关键词: 5G核心网, 开源解决方案, 协议安全, 静态分析, 漏洞挖掘

Abstract:

With the widespread development of fifth-generation (5G) mobile communication technology, concerns regarding 5G network security have also increased.Blackbox fuzzing is a commonly used method for automated vulnerability discovery in software security.However, applying dynamic approaches like fuzzing to discover vulnerabilities in the complex design of 5G core network protocols poses challenges such as low efficiency, poor versatility, and lack of scalability.Therefore, a novel static method to examine the open-source solution of the 5G core network was proposed.Through this method, a series of memory leak security issues caused by improper variable life cycle management were identified, which can lead to denial-of-service attacks on the 5G core network.To summarize these weaknesses, a general vulnerability model and an automated vulnerability discovery method called HoI were presented, which utilized hybrid analysis based on control and data flow.By successfully discovering five zero-day bugs in Open5GS, an open-source solution for the 5G core network, vulnerabilities that cover practical application scenarios of multiple interface protocols in the 5G core network were identified.These vulnerabilities have wide-ranging impact, are highly detrimental, and can be easily exploited.They have been reported to the vendor and assigned four Common Vulnerabilities and Exposures (CVE) numbers, demonstrating the effectiveness of this automated vulnerability discovery method.

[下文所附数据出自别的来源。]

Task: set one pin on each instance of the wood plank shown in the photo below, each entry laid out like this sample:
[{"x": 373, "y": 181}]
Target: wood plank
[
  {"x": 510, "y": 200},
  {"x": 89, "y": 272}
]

Key words: 5G core network, open-source solution, protocol security, static analysis, vulnerability discovery

中图分类号:

TN915.08

吴佩翔, 张志龙, 陈力波, 王轶骏, 薛质. 针对5G核心网协议的自动化漏洞挖掘方法[J]. 网络与信息安全学报, 2024, 10(1): 156-168.

Peixiang WU, Zhilong ZHANG, Libo CHEN, Yijun WANG, Zhi XUE. Automated vulnerability discovery method for 5G core network protocol[J]. Chinese Journal of Network and Information Security, 2024, 10(1): 156-168.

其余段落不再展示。